About Me

Bonnie Jeanne Dunnuck Glotfelty was my grandmother. She inspired my parents and me to learn about our roots and to ensure our ancestors are remembered. By finding their stories, we enable them to find new life through their descendants. Grandma Bonnie passed away in 2009, and I consider it an honor to continue what she started.

I am an English and Multilingual Learner (formerly known as ESOL) teacher at Thomas Jefferson High School for Science and Technology in Alexandria, Virginia, USA. I earned a Bachelor of Arts in English and Secondary Education from the College of William and Mary, and then a Master of Arts in Linguistics and graduate certificate in TESOL from the University of South Carolina. After graduate school, I moved to Krakow, Poland, where I taught in the Department of English Philology and Applied Linguistics at Tischner European University on a Fulbright grant.

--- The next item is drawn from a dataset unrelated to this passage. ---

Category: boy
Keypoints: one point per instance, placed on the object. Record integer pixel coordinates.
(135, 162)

While teaching full time, I completed the ProGen Study Group Program (I was a member of ProGen38) and then began coursework at the University of Strathclyde. In September 2024, I finished my Strathclyde studies by earning a Masters of Science in Genealogical, Palaeographic, and Heraldic Studies with Distinction. My thesis analyzed the lives of over 600 Iwonicz and Korczyna immigrants who came to the United States at the turn of the 20th century in terms of their pre-emigration lives and families, their journeys, and how they fared once in the US. In addition to being a Qualified Genealogist, I am member of the National Genealogical Society and the Association of Professional Genealogists, I was also a co-editor of the Fairfax Genealogical Society newsletter for three years, during which time we won the 2023 National Genealogical Society's small society newsletter competition.

I have done client work including new research; writing reports and family narratives; revising, editing, and formatting manuscripts; and transcribing old records in the semi-diplomatic style. I am conversational in German and Polish and have done research at libraries, archives, and parishes in the USA, England, and Poland.

My own ancestry is primarily Polish and English, along with French, Swiss, German, Irish, and Scottish. My ancestors immigrated to the United States between 1620 (John Howland, Elizabeth Tilley, John Tilley, and Joan Hurst Tilley on the Mayflower) and 1914 (my great-grandmother Marianna Kowalska Gwiazdowska, who came from Rydzyn, Mazowieckie, Poland).